A Confederação Nacional dos Trabalhadores em Transportes e Logística (CNTTL), divulgou em nota que a paralisação nacional está “por enquanto, suspensa” e concedeu a decisão à publicação da MP nº 1.343/2026. O presidente da confederação, Paulo João Estausia, o Paulinho do Transporte, afirmou que os caminhoneiros agiram com “maturidade, responsabilidade e coerência” ao evitar a paralisação.

 A entidade afirmou também que permanecerá negociando com o governo outras pautas da categoria, que poderão ser apresentadas por meio de emendas à medida provisória.

Em nota, a Associação Brasileira dos Condutores de Veículos Automotores (Abrava) também ressaltou que a greve geral está suspensa até nova reunião com o governo na semana que vem. A associação associou a decisão às medidas publicadas nos dias 12 e 19 de março sobre diesel, frete e fiscalização do piso mínimo. De acordo com a associação, a suspensão do movimento está ligada ao avanço das negociações e ao atendimento das reivindicações ainda pendentes.

Durante a assembleia, o presidente do Sindicam, Luciano Santos de Carvalho, afirmou que a avaliação das lideranças foi de manter a negociação aberta depois da publicação da MP. “Para nós, o piso mínimo é dignidade e qualidade de vida para os caminhoneiros. Se subir o diesel, agora, com as regras dessa MP, o frete subirá também”, ressaltou.

A MP nº 1.343/2026, publicada em edição extra do Diário Oficial da União, torna obrigatório o registro de todas as operações de transporte pelo Código Identificador da Operação de Transporte (CIOT), autoriza à Agência Nacional de Transportes Terrestres (ANTT) cruzar os valores pagos com o piso mínimo do frete rodoviário. 

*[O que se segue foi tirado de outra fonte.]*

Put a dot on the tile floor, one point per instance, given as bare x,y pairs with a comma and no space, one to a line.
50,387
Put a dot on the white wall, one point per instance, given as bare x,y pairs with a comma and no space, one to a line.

A proposta prevê penalidades que variam de R$1 milhão a R$10 milhões por operação para empresas que não cumprirem a tabela. Em casos de reincidência, as transportadoras poderão ter o Registro Nacional de Transportadores Rodoviários de Cargas (RNTRC) suspenso de forma cautelar ou até mesmo a autorização cancelada por um período de até dois anos. Além disso, o governo federal editou o Decreto nº 12.883/2026, que estabelece critérios para a definição do preço de referência do diesel.

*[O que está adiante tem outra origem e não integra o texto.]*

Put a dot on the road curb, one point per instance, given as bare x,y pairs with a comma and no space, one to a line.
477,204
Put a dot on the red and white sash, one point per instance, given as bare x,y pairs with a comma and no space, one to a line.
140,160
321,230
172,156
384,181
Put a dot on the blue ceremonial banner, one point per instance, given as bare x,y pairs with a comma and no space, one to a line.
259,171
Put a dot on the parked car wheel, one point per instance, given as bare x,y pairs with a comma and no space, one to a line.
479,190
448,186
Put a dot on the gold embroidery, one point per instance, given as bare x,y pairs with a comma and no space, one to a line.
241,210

Em Santa Catarina, caminhoneiros vinculados à Associação Nacional dos Transportadores Autônomos de Carga (ANTC) chegaram a anunciar uma paralisação a partir do meio-dia de ontem, mas o movimento foi encerrado no fim da tarde, segundo o presidente da entidade, Sérgio Pereira. Antes disso, a Justiça Federal havia determinado a proibição de bloqueios nas BRs 101 e 470, além dos acessos aos portos de Itajaí e Navegantes. O descumprimento da decisão poderia resultar em multa de R$ 10 mil para pessoas físicas e R$ 100 mil para pessoas jurídicas.